The European sleeper train network is undergoing a major shuffle on the key Paris-Berlin axis. From December 14, the Austrian state operator ÖBB will ax its popular Nightjet service, citing the end of French government subsidies. This move, which also affects the Paris-Vienna line, dealt a significant blow to the night train renaissance. However, the route will not stay dormant for long. The Dutch cooperative European Sleeper has announced it will step into the breach, launching its own Paris-Berlin service on March 26, 2026.
This “changing of the guard” has been welcomed by rail activists. The French campaign group ‘Oui au train de nuit!’ had protested the Nightjet’s cancellation with a “pyjama party” and a 91,000-signature petition. They are calling this new development a “partial victory,” as it ensures the continuity of this vital link, even as the Vienna service remains un-replaced for now.
European Sleeper’s service promises to be a robust replacement. It will run three times a week, with evening departures from Paris Gare du Nord (on Tue, Thu, Sun) and return trips from Berlin (on Mon, Wed, Fri). The company’s co-founder, Chris Engelsman, is confident they can attract the Nightjet’s existing market and even “extend the ridership” due to a significant increase in capacity.

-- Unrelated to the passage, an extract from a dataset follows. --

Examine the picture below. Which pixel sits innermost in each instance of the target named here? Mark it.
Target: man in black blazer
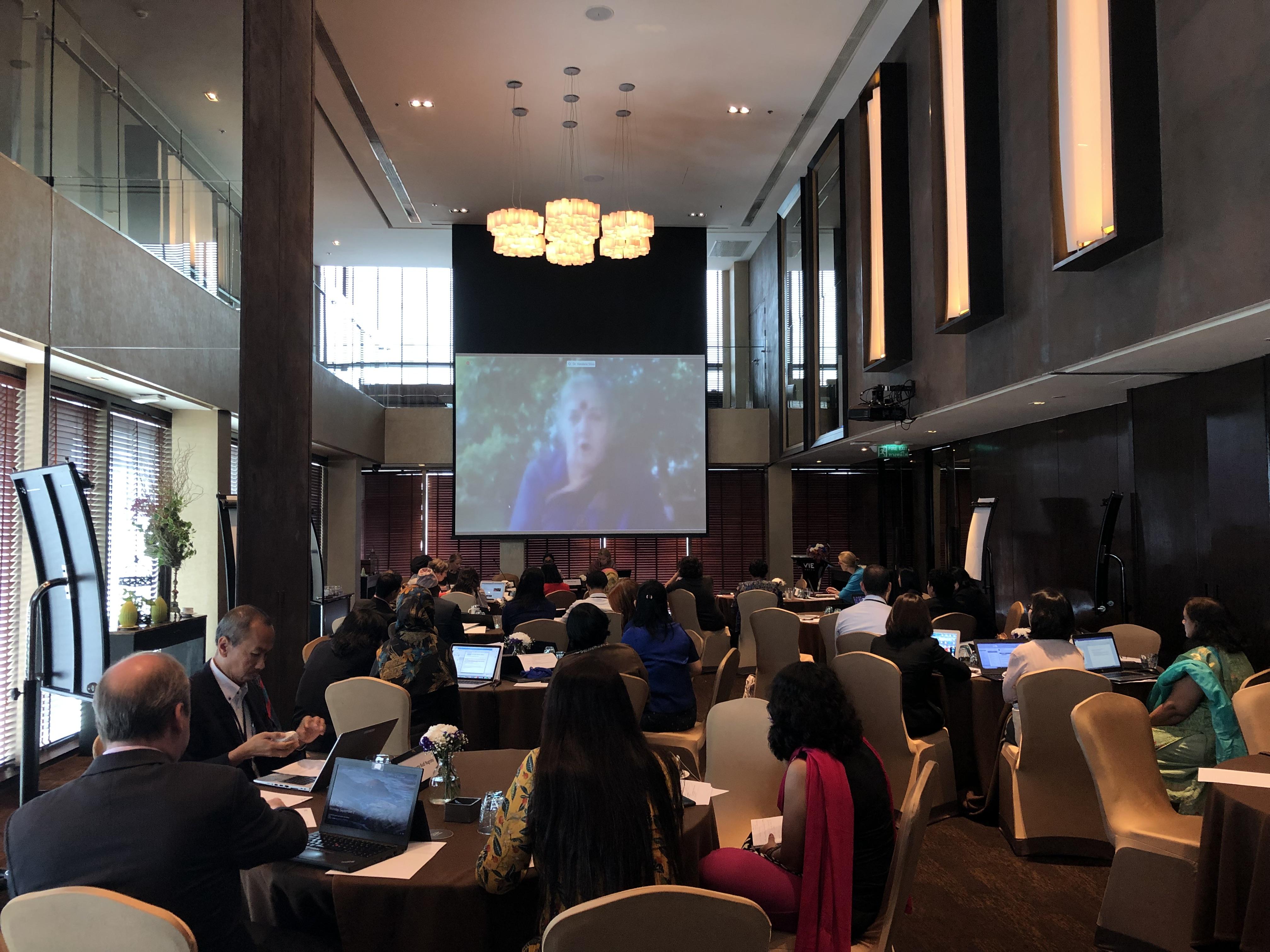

This increased capacity is a key feature. While ÖBB’s 12-coach train split between Berlin and Vienna, European Sleeper will run 12 to 14 coaches solely for Berlin, allowing for 600-700 passengers. The service will also take a new path, rerouting via Brussels instead of the Nightjet’s Strasbourg-Frankfurt line, pending final agreements. This move will create a new sleeper connection for the Belgian capital.
The company, which has been operating its Berlin-Brussels-Prague service since 2023, is known for its “no-frills nostalgia” and has faced mixed reviews. The new Paris-Berlin route will use 1990s German-rented coaches, which are newer than some in their fleet. But Engelsman has confirmed the service will launch without a dining car, as the high operational costs make it “difficult to break even” on food and drink sales.